Felipe acordava cedo, mesmo nos fins de semana. A mulher dormia ainda, pois ficara trabalhando em seu livro até tarde.
Levantou-se da cama e se dirigia à cozinha para preparar um bom café da manhã quando escutou um barulho que vinha do quarto da filha. Apurou os ouvidos e percebeu que a menina ria.
Foi até o quarto de Amanda verificar por que ela estava acordada tão cedo. Quando abriu a porta, viu a menina sentada no chão, de pijama, brincando com uma boneca velha de pano.
- Acordou cedo, Mandinha.
- Eu nem dormi. – Respondeu a menina sem tirar os olhos da boneca.
- Como assim? – O pai aproximou-se preocupado. – Ficou a noite toda acordada? Por que?
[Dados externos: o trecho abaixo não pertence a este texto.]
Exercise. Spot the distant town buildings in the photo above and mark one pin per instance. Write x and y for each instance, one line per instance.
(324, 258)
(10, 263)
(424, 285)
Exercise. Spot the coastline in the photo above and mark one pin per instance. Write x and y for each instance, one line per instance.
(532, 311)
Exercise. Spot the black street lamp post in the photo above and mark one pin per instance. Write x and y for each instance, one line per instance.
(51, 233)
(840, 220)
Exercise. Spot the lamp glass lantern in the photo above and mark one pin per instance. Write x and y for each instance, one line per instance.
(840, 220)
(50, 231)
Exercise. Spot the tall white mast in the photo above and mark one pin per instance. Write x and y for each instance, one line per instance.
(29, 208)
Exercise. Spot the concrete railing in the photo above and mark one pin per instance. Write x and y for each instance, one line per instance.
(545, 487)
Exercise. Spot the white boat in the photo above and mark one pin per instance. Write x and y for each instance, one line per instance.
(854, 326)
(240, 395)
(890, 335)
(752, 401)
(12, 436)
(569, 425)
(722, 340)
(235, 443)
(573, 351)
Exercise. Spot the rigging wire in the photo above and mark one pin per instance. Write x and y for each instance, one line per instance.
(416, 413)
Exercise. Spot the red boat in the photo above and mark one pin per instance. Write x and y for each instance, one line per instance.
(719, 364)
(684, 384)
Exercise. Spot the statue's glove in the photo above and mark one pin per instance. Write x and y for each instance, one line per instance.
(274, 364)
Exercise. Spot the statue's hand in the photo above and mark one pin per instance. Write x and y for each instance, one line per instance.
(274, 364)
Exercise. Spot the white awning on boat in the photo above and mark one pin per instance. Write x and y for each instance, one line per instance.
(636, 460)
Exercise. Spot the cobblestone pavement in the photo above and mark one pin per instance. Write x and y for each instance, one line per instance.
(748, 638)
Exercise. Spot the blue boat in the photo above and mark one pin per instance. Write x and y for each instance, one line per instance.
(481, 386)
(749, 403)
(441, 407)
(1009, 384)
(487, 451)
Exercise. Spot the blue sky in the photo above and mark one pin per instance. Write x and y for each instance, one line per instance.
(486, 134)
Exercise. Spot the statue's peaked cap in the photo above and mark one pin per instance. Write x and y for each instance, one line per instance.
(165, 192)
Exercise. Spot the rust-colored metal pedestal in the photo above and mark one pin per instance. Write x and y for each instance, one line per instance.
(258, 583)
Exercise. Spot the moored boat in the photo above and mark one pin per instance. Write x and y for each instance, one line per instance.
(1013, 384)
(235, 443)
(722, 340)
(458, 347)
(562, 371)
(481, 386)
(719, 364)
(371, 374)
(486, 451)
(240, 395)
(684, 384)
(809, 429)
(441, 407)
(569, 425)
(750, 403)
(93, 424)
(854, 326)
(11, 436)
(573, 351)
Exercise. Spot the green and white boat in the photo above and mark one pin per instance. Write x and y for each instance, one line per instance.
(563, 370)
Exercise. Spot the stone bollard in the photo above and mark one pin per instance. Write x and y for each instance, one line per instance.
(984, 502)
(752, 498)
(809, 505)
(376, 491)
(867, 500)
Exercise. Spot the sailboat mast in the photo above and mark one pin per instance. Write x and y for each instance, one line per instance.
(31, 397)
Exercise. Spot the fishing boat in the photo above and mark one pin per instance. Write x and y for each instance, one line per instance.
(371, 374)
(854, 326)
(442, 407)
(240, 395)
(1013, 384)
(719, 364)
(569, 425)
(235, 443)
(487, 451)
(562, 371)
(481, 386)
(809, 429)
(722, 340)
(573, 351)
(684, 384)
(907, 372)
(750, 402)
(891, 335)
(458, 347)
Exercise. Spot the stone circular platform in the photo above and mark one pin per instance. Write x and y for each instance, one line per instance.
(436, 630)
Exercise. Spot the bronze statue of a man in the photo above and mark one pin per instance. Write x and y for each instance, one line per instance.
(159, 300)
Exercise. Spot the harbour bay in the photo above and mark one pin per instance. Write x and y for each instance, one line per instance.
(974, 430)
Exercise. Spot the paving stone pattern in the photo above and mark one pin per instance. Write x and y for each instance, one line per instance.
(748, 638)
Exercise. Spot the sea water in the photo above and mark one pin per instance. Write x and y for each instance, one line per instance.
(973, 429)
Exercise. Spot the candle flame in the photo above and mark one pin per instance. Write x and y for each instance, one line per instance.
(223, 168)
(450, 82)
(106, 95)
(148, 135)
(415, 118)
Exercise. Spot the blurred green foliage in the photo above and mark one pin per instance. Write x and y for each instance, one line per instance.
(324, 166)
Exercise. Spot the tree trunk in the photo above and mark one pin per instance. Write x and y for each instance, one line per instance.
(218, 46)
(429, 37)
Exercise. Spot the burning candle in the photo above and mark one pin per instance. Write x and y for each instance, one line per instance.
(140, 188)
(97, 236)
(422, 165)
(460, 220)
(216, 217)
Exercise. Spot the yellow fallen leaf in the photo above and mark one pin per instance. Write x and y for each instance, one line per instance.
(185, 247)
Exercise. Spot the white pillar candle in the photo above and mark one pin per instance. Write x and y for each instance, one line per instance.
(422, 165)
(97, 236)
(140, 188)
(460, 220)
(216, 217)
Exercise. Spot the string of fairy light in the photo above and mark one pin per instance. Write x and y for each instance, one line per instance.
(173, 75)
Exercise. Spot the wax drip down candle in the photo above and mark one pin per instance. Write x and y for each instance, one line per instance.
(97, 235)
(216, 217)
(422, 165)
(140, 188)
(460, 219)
- Fiquei brincando com a Beatriz.
- Beatriz?
A menina olhou para o pai com uma ponta de indignação, como se ela estivesse falando o óbvio e ele não fosse capaz de compreender.
- É minha amiga, achei ela no porão. Ela estava sozinha e presa lá, porque ela queimou as flores da mãe dela.
Felipe admirou-se da imaginação da filha. Provavelmente a garota ouviu a corretora contando sobre o casal e a filha pequena que moraram na casa antes do incêndio na estufa.
- Não está com sono?
Amanda respondeu que sim. Estava com olheiras e descabelada. Com o dedo fez sinal para o pai se aproximar e sussurrou:
- Ela não me deixa dormir.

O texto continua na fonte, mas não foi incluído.